PatchSiren

PatchSiren cyber security CVE debrief

CVE-2026-41879 R-SOFT SERWIS CVE debrief

R-SOFT DMS stores superadmin credentials using a non-salted nested MD5 hash. This allows an attacker who obtains the password hash to decode superadmin credentials. Critically, this password cannot be changed except by modifying the configuration file. The issue was fixed in version v3.17-2000. This vulnerability has significant implications for the security of R-SOFT DMS systems, particularly those with superadmin credentials. Administrators and users should be aware of this vulnerability and take necessary actions to secure their systems.

Vendor
R-SOFT SERWIS
Product
DMS
CVSS
HIGH 8.2
CISA KEV
Not listed in stored evidence
Original CVE published
2026-07-10
Original CVE updated
2026-07-10
Advisory published
2026-07-10
Advisory updated
2026-07-10

Who should care

Administrators and users of R-SOFT DMS, especially those with superadmin credentials, should be aware of this vulnerability and take necessary actions to secure their systems. This includes updating to version v3.17-2000 or later, modifying the configuration file to change the superadmin password, and implementing additional security measures to protect against potential attacks.

Technical summary

The vulnerability is caused by the use of a non-salted nested MD5 hash to store superadmin credentials in R-SOFT DMS. This allows an attacker to decode the credentials if they obtain the password hash. The password cannot be changed except by modifying the configuration file, which adds to the severity of the issue. The vulnerability has a CVSS score of 8.2 and is classified as HIGH severity. The issue was fixed in version v3.17-2000.

Defensive priority

High priority should be given to securing R-SOFT DMS systems, especially those with superadmin credentials, to prevent potential attacks.

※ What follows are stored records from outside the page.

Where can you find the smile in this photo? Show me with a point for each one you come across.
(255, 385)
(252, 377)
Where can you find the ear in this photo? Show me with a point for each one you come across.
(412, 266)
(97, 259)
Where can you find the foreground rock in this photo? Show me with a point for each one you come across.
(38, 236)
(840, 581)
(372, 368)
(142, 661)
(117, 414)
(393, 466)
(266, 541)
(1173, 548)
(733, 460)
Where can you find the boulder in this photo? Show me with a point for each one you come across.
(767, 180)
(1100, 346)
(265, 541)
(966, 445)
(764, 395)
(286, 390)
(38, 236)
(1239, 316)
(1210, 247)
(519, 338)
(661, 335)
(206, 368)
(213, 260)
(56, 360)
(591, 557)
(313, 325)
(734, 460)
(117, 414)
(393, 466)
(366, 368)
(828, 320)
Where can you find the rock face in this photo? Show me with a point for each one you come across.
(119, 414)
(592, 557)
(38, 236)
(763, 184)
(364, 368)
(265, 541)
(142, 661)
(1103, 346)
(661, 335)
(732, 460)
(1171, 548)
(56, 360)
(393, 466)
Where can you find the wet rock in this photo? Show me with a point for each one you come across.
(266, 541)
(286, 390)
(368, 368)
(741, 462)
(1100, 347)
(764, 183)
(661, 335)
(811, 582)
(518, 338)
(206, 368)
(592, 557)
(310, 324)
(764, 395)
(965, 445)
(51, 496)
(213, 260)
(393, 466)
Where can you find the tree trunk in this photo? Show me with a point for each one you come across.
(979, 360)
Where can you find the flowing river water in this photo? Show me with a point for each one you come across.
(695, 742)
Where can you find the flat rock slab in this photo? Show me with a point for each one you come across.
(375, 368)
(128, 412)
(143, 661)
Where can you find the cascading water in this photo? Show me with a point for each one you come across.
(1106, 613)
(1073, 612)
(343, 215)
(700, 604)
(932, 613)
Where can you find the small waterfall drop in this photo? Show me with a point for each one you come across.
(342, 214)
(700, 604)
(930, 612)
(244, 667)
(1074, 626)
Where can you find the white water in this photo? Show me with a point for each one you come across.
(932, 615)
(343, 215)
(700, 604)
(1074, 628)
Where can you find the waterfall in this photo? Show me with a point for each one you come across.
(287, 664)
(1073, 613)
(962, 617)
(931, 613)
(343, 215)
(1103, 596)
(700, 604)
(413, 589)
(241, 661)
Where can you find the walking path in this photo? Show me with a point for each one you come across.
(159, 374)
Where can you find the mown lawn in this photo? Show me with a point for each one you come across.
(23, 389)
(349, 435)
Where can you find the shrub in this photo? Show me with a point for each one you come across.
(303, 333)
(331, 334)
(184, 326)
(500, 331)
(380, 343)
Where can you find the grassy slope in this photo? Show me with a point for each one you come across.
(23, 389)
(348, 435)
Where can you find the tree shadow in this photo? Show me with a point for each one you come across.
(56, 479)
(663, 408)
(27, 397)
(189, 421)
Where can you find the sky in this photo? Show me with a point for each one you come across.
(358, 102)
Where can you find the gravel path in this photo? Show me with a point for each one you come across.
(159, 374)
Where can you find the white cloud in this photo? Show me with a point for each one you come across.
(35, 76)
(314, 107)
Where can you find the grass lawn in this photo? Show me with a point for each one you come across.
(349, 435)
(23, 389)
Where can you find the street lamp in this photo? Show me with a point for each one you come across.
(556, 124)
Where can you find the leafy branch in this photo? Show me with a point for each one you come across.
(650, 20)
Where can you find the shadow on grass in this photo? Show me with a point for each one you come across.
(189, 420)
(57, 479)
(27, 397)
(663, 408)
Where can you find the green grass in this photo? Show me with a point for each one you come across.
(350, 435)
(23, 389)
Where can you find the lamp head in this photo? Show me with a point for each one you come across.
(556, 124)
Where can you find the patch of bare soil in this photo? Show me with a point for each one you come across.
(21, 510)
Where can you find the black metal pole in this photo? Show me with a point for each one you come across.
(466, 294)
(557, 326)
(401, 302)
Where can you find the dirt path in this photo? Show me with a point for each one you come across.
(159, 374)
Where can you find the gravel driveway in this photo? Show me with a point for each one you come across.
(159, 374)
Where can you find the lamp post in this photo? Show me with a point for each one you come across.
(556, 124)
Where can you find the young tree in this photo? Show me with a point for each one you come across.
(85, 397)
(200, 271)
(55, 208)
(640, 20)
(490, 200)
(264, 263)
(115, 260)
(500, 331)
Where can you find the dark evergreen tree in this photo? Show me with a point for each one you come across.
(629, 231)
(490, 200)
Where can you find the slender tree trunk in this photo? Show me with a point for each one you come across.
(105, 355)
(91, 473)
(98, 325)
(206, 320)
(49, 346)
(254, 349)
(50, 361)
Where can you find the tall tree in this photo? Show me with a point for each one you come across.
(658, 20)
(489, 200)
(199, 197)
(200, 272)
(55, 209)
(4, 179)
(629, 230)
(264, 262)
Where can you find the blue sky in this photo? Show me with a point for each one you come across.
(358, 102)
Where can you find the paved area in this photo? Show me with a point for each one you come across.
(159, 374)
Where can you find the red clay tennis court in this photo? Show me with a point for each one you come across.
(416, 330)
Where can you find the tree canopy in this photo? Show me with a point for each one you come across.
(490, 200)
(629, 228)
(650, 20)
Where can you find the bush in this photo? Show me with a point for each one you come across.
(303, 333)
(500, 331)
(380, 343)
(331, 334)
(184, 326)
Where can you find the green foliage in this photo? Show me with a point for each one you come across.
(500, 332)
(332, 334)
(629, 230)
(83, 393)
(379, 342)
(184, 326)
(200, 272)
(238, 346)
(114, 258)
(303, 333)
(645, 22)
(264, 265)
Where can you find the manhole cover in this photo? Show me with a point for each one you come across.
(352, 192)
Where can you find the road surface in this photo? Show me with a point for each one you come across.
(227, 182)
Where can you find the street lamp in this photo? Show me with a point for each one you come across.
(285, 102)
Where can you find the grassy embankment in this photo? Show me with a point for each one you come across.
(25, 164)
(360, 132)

Recommended defensive actions

  • Update R-SOFT DMS to version v3.17-2000 or later
  • Modify the configuration file to change the superadmin password
  • Implement additional security measures to protect against potential attacks
  • Review compensating controls for exposed systems while remediation is scheduled and verified
  • Check relevant monitoring, detection, and logs for exposed assets that need extra review
  • Track exceptions, retest remediated assets, and close the item only after evidence is documented
  • Confirm whether affected product deployments exist in managed environments and assign an owner for follow-up

Evidence notes

The CVE record was published on 2026-07-10T10:16:24.077Z and has not been modified since then. The NVD entry is currently Received. There is limited information available about the vulnerability, and defenders should verify the affected scope and severity with the vendor. The issue is caused by the use of a non-salted nested MD5 hash to store superadmin credentials in R-SOFT DMS.

Official resources

AI-assisted PatchSiren debrief based on the supplied source corpus. The CVE record was published on 2026-07-10T10:16:24.077Z and has not been modified since then. The NVD entry is currently Received.